Welcome to Chemicals Coffee Time, which is the new name for Coronavirus Chemicals Update! It’s still the same blend of chemical regulatory and safety news, recipes, Reasons to be Cheerful, quirky chemistry (we do like an unusual periodic table!), occasional rants about bad science, updates on chemical trade issues, and lots of input from our lovely readers. Just to warn you, we’ll mention both the old and new names for the newsletter in the title for a few more weeks so anyone who’s been away can get used to the new name.
Congratulations to Simon Temple of Meridian Biotechnologies and Thomas Bamford of Vickers who were the only people to submit (incorrect) guesses – your prizes are on their way (a rather nice mug made from lab glassware with the caffeine molecule printed on it). Serves me right for only giving a week’s notice of the name change, when a lot of people are away on holiday :).

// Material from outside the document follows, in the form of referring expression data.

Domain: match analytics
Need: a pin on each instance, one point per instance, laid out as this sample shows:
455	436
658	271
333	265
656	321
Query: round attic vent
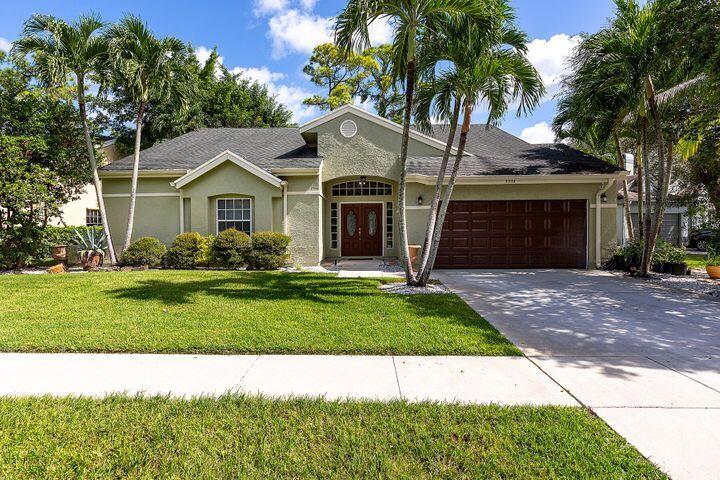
348	129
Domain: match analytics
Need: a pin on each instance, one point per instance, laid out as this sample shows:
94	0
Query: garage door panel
514	234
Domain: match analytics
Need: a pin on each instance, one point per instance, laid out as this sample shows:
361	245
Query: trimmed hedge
230	249
269	251
188	251
144	251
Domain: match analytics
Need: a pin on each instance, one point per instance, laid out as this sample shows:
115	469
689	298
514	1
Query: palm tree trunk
432	216
434	245
641	190
402	187
626	202
133	182
93	167
646	254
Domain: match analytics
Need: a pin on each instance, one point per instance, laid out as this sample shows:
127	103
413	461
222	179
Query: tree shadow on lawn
315	288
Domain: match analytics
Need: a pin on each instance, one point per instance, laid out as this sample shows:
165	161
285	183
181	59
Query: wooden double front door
361	226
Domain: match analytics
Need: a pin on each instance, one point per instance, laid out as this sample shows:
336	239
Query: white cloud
5	44
294	31
538	133
550	58
264	7
258	74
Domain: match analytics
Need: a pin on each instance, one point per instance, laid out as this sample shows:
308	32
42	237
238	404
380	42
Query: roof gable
226	156
376	119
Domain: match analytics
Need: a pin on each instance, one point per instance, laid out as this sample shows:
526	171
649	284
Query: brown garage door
514	234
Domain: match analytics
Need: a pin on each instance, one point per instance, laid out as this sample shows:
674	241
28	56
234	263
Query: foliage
215	98
208	437
222	312
188	251
230	249
144	251
269	251
42	163
713	256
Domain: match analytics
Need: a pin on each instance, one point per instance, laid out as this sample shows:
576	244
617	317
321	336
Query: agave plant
92	241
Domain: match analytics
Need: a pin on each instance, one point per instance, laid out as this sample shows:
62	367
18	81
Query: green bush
230	249
269	251
188	251
144	251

New Monthly “Best Bits” LinkedIn Newsletter
As well as a new name for this newsletter, we’re also going to collate a monthly round-up of “best bits” and put it into a LinkedIn newsletter, called “Chemicals Coffee Time Monthly”. Many thanks to John Rawson of Sholkem Chemie Associates Ltd for suggesting a round-up newsletter, a good 18 months ago, and we’ve finally managed to get there!

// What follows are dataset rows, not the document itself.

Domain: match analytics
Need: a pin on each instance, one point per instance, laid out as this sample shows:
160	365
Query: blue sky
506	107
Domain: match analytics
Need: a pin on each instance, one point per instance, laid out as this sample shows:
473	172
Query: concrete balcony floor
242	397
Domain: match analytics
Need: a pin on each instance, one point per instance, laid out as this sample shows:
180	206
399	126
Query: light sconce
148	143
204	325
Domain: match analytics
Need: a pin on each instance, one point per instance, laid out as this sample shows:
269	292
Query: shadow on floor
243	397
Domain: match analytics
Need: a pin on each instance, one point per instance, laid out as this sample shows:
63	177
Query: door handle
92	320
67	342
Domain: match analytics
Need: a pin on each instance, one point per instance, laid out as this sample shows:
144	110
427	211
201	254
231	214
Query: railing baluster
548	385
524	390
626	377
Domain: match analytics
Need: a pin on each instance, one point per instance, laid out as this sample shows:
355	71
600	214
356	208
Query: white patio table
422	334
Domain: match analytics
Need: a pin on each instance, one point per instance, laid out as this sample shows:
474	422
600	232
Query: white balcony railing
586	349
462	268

“Chemicals Coffee Time Monthly” will be a public version of the newsletter, so there will be many items which are too sensitive to share widely, and to get the full details, you’ll need to stay subscribed to this email list to learn about everything, including newsflash items. (Please also stay subscribed on this email list if you’re a CLP Mastery trainee or GHS Knowledgebase subscriber, a member or invitee of the Chemical Regulations Self Help Group, or a client of TT Environmental Ltd, otherwise you could lose access to vital information!).

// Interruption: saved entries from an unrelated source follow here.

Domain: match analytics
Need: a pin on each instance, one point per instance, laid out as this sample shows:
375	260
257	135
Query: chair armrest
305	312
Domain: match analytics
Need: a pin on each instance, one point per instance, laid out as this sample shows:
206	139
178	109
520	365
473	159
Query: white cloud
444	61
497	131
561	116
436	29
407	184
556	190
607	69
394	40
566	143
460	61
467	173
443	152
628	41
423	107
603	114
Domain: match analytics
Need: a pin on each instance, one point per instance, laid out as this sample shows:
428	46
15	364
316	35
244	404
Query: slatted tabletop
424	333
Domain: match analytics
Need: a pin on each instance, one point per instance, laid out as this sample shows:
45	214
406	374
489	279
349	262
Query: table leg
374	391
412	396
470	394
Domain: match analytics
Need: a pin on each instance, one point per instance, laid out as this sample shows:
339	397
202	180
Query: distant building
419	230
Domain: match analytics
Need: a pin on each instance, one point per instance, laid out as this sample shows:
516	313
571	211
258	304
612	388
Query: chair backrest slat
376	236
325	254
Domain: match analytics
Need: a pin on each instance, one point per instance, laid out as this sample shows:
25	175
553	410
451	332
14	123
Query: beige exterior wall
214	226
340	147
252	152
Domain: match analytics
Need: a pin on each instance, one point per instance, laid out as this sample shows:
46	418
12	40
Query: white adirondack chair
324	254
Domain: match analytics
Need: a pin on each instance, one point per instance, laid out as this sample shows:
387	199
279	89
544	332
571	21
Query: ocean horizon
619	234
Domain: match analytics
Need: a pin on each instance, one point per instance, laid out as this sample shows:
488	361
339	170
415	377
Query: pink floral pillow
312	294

The first edition of “Chemicals Coffee Time Monthly” is coming out today, so do watch out for that and subscribe if you’re interested. If we’re not already in touch on LinkedIn, I’d be delighted to connect, https://www.linkedin.com/in/janet-greenwood/ .
Thank you for reading
Thank you for reading, and thank you to all our many contacts in the chemical and chemical-using industries for your support, as TT Environmental turned 21 on the 20th August. Keeping the chemical industry going as safely as possible, so that we can all benefit from chemicals while minimising the downsides, is my personal mission, and TT Environmental wouldn’t be in business without you. Thank you again.
The 20th August is also an important day for us personally, as it’s Meg (our old cocker spaniel)’s birthday, she turned twelve and enjoyed a big walk on Warley Moor and shared some strawberries with us at suppertime (but not a trace of cream, because of her pancreatitis). Then Islay was 4 on the 25th. Dogs lives are so brief, but they give us so much love while they are here.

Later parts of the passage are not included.